We see this everywhere from the people teaching the material, to the participants wanting someone to just tell them what to do.
Either way, we are fooling ourselves if we believe our own lies – that somehow there is a shortcut to learning, integrating, digesting through the art of experience.
Embodiment of knowledge, experience and the real knowing of the thing at the cellular level takes time, patience. It’s not the easy path. It’s slow and often convoluted. It often takes us to our most vulnerable places. It’s scary as fuck.
Recently in re-reading The Life Changing Magic of Tidying Up by Mari Kondo (while in process of my 3rd Spark Joy cleanse in my lifetime thus far), I was at a full stop when I re-read her guidance around keeping “papers”.
“If the content is not put into practice, such courses are meaningless. A seminar’s value begins the moment we start attending, and the key to extracting the full value is putting what we learn there into practice the moment the course ends.”
As I read this I imagined a room full of people learning, slowly – fully engaged and present.
Their nervous systems taking in what was needed and allowing the rest to just be.
They are not frantically taking notes, nor hungrily grasping at more handouts, diagrams, and course materials.
They let their system sit with what it needs for now.

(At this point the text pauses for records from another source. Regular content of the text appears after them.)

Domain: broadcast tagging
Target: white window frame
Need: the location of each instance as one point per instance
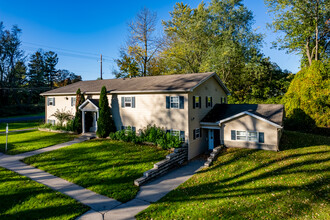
(50, 101)
(197, 98)
(199, 133)
(73, 101)
(209, 101)
(247, 136)
(239, 135)
(51, 121)
(174, 103)
(128, 104)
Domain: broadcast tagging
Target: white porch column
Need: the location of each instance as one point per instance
(97, 118)
(83, 122)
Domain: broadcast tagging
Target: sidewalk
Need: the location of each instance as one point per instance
(101, 206)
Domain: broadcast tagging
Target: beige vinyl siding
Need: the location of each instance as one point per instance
(209, 88)
(249, 123)
(150, 109)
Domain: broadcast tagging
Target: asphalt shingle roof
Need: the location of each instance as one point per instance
(178, 82)
(271, 112)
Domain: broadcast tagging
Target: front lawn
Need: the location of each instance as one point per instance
(19, 125)
(256, 184)
(20, 142)
(22, 198)
(101, 165)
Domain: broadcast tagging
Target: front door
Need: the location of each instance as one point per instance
(211, 139)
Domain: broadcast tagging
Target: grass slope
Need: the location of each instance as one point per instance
(22, 198)
(103, 166)
(19, 125)
(20, 142)
(256, 184)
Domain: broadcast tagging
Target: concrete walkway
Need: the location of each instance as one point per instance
(151, 192)
(102, 207)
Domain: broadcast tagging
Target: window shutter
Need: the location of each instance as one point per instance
(193, 101)
(182, 136)
(181, 102)
(167, 102)
(261, 137)
(133, 102)
(233, 134)
(123, 102)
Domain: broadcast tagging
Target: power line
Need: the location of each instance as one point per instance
(68, 50)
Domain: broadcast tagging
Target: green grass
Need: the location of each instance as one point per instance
(22, 198)
(254, 184)
(29, 115)
(20, 142)
(19, 125)
(101, 165)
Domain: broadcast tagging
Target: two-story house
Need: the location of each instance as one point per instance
(177, 103)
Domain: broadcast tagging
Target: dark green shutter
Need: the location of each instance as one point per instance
(123, 102)
(133, 102)
(194, 101)
(181, 102)
(233, 135)
(167, 102)
(261, 137)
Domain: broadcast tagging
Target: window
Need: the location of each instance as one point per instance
(73, 101)
(176, 102)
(128, 128)
(128, 102)
(51, 101)
(50, 121)
(252, 136)
(197, 133)
(208, 101)
(241, 135)
(197, 102)
(180, 134)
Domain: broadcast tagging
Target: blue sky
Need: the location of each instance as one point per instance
(81, 30)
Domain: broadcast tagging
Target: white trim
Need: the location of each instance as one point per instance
(252, 115)
(85, 102)
(209, 127)
(217, 78)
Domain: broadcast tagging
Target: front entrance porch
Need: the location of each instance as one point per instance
(90, 114)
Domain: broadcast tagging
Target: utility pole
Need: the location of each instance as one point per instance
(101, 67)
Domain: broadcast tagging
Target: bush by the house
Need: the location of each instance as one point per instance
(69, 126)
(151, 134)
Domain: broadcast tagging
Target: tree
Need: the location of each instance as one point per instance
(105, 123)
(77, 124)
(305, 25)
(51, 61)
(142, 47)
(308, 96)
(62, 116)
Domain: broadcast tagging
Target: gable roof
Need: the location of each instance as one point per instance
(162, 83)
(272, 113)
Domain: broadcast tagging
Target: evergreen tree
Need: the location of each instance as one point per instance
(78, 117)
(105, 123)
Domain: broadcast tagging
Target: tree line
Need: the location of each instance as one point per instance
(22, 77)
(219, 37)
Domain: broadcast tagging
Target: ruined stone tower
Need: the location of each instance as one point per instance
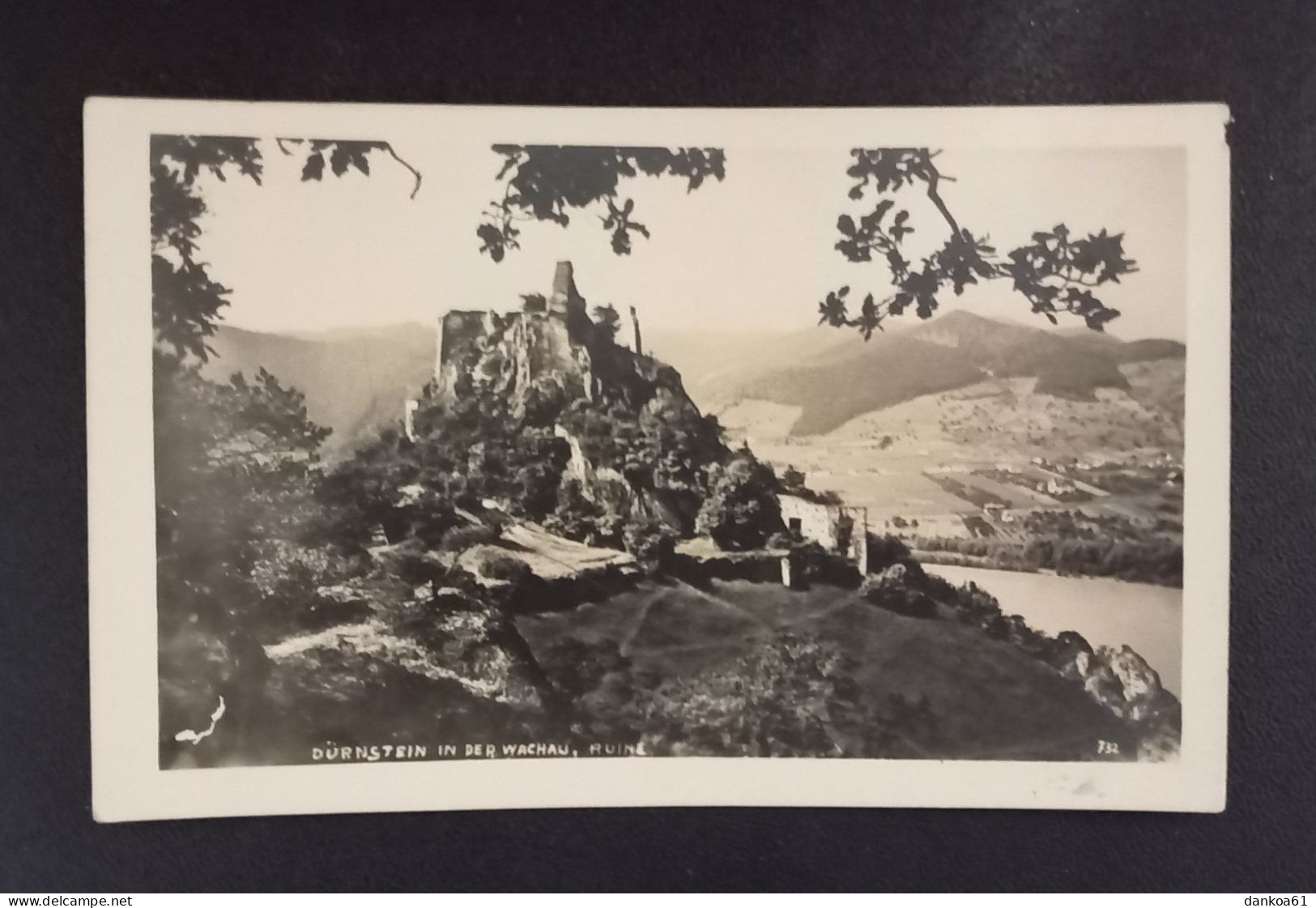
(635, 322)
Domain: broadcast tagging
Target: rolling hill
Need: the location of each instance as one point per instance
(356, 382)
(953, 352)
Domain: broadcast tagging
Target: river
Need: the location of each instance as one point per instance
(1145, 616)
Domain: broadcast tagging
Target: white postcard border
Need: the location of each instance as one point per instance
(126, 782)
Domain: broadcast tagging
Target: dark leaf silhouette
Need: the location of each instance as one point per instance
(545, 183)
(1056, 273)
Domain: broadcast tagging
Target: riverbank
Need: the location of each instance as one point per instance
(1105, 611)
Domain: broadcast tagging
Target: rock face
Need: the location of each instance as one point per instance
(1122, 682)
(551, 347)
(541, 360)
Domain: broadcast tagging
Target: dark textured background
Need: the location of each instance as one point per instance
(1257, 57)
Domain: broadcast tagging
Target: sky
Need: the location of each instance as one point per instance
(752, 252)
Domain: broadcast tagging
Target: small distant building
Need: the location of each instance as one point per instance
(410, 419)
(835, 526)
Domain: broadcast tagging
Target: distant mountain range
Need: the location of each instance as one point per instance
(850, 378)
(357, 381)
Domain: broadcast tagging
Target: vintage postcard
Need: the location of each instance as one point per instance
(471, 457)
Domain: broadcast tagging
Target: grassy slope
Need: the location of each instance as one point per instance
(989, 697)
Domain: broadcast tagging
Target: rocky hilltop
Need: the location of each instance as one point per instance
(552, 349)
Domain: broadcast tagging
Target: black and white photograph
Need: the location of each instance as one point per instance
(469, 446)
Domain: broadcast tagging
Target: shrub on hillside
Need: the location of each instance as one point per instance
(459, 539)
(740, 509)
(652, 544)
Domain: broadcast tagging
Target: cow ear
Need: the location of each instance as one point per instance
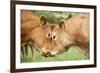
(62, 24)
(43, 20)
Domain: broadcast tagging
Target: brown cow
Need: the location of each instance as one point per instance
(29, 21)
(72, 32)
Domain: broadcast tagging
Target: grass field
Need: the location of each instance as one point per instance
(72, 54)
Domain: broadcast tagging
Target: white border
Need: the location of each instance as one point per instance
(52, 64)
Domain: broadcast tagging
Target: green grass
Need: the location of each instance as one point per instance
(72, 54)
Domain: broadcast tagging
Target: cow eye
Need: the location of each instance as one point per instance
(54, 37)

They give themselves time to digest, and slowly start to integrate whatever key ignition resonated in their system.
Can you imagine what our society would look like if we learned with our whole bodies? Our whole beings?
Consumerism is just a reflection of a state of our being as a society.
We live in survival mode.
We deprive ourselves of deep nourishment in exchange for substitutions of love and acceptance.

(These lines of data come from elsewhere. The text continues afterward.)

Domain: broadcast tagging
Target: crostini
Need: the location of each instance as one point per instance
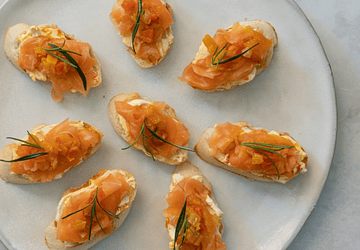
(48, 152)
(231, 57)
(145, 27)
(253, 152)
(89, 213)
(150, 126)
(47, 53)
(193, 218)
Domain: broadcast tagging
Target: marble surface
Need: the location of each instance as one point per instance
(335, 222)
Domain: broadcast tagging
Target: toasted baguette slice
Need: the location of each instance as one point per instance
(163, 45)
(9, 152)
(263, 27)
(19, 33)
(122, 210)
(194, 194)
(221, 160)
(120, 125)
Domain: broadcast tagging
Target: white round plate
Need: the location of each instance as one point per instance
(295, 94)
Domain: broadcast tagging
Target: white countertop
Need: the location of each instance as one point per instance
(335, 222)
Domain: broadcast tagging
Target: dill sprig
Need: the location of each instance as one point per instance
(220, 61)
(70, 60)
(27, 144)
(93, 202)
(182, 226)
(154, 135)
(137, 24)
(261, 147)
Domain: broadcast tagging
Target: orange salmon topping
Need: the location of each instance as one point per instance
(201, 75)
(63, 76)
(201, 222)
(153, 24)
(111, 190)
(227, 139)
(165, 126)
(66, 145)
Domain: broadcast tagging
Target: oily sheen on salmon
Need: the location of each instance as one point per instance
(231, 57)
(253, 152)
(30, 49)
(89, 213)
(200, 218)
(133, 116)
(152, 36)
(48, 152)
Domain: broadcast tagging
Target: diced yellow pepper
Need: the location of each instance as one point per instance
(39, 50)
(210, 44)
(79, 224)
(51, 59)
(257, 159)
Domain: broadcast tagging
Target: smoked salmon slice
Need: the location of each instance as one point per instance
(134, 117)
(67, 144)
(31, 49)
(202, 216)
(87, 214)
(153, 27)
(248, 48)
(255, 153)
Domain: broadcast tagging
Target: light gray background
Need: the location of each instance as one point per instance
(335, 222)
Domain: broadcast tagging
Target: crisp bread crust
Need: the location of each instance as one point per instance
(180, 155)
(7, 154)
(12, 49)
(270, 33)
(203, 151)
(51, 231)
(188, 170)
(167, 38)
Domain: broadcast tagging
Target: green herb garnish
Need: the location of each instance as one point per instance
(137, 23)
(71, 61)
(94, 201)
(219, 61)
(154, 134)
(261, 147)
(27, 144)
(182, 226)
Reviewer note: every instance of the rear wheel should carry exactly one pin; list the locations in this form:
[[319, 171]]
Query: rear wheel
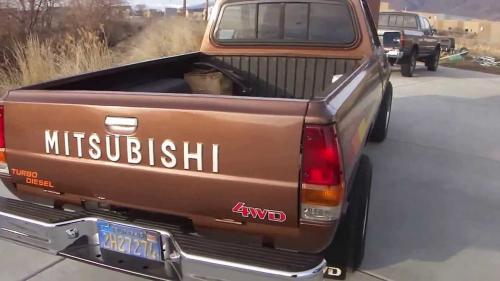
[[408, 68], [433, 61], [348, 247], [358, 212], [381, 126]]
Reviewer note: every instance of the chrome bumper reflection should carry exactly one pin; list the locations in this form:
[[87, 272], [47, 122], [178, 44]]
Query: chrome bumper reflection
[[78, 239]]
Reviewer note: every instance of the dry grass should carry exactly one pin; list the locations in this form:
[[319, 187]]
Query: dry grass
[[165, 37], [40, 60]]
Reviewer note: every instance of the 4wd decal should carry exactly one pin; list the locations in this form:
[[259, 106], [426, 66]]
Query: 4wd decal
[[258, 213]]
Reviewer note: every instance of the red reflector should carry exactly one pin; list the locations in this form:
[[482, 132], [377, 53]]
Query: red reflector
[[321, 161], [2, 127]]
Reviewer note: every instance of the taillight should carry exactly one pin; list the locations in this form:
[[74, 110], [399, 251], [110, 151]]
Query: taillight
[[322, 188], [4, 169]]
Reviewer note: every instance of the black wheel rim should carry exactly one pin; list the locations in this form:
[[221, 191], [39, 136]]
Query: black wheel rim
[[413, 63]]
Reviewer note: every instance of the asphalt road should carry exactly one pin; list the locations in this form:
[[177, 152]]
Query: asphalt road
[[435, 212]]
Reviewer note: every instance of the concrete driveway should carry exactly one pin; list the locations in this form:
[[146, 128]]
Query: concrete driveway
[[435, 212]]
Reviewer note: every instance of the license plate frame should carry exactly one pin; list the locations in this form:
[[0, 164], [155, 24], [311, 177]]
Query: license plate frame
[[130, 240]]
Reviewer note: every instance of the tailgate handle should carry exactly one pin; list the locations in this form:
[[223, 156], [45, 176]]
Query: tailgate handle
[[121, 125]]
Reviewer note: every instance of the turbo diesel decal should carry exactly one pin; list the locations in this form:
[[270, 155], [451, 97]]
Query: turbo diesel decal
[[258, 213]]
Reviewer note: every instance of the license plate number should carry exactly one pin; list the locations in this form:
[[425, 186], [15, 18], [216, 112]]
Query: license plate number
[[129, 240]]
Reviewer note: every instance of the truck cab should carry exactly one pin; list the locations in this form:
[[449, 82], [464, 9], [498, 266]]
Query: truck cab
[[244, 161], [408, 38]]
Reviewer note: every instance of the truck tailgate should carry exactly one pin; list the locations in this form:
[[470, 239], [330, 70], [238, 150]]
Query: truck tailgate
[[198, 156]]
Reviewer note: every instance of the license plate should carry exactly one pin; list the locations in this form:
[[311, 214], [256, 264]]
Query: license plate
[[129, 240]]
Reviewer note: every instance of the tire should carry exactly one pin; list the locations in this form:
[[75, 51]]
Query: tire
[[358, 213], [348, 247], [381, 125], [408, 68], [432, 62]]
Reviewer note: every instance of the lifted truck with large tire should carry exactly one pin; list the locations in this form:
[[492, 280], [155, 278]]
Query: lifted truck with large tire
[[243, 161], [408, 38]]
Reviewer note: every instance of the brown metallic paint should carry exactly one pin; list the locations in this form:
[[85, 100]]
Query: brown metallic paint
[[259, 138]]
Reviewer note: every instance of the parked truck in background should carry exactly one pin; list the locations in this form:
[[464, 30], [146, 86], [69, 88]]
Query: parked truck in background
[[408, 38], [243, 161]]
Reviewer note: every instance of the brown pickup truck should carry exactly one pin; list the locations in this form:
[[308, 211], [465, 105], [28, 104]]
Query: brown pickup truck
[[243, 161]]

We have convinced ourselves that the real thing is either unattainable, unsafe, or will vanish if we speak its name aloud.

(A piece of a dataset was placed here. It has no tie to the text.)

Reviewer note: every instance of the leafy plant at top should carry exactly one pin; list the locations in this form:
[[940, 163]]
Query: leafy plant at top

Simply put, consumerism is a product of our disembodiment.
It is a consequence of living in a culture where we do not honour our nature as Creatures, as animal beings.
And with this, we dishonour the gifts of the feminine, and also the masculine.
We live in a society that devalues slowness, the non-linear, creativity.
We take our creative potential and pimp it, pump it, spin it into production, production, production.
Pumping out “content”.
Scrolling endless “content”.
To produce is our purpose.
To consume will bring us some future satisfaction.
Is that really true?
At the same time, we fantasize about a “simpler life”, or go on vacations to escape the reality the life we’ve created – often bringing our hurried push, push, push state of being along for the ride.
We cannot buy ourselves out of our discomfort.
We cannot simply escape the habit of how we are being through the way we got there in the first place.
The way out is through the experience of the thing.
There are no tricks, or “tools” we can buy.
We already have the thing we are looking for.
We are designed for this life.
We are designed to hold and be with our deepest hungers – the buried treasure of our desire.
We already have the thing we are looking for.
It’s not easy to detangle oneself from the seduction of illusion.
But the thing is the practice of it.
A couple of years ago I decided to opt out in marketing my business in any way that felt like I was tapping into scarcity, lack, or fear based tactics.
I resigned from manipulating others in this way – even though that’s the success formula that so many coaches, businesses, and practically everyone subscribes to. Because it works!
I also resigned from making decisions based in this energy myself.
I decided I would no longer buy something (or sign up for a course or program or buy a book) because there was a time restraint or “only 1 spot left!” or because of a discount.
I started to discern at a cellular level, what was for me – and what wasn’t. I started to say no thank you to offers and purchases that triggered contraction, fear of missing out, and didn’t authentically speak to true delight, satisfaction, and my wholeness.
I started discarding downloads and e-books and recordings I will never listen to, never read.
I do not need to consume all of this stuff.
I can trust my body.
I can trust my system.
I can trust that I am inherently enough.
It’s a slow process and it’s a conscious effort I put in every moment of every day.
It’s a recognition of every time my system feels that contraction of scarcity driving the impulse, and slowing down enough to be with my tender self.
But it’s worth it.
It’s worth cultivating authentic enjoyment, satisfaction.
It’s worth feeling truly nourished.
It’s worth embodying the comfort and pleasure of being free in my own skin, in my own flesh and bones.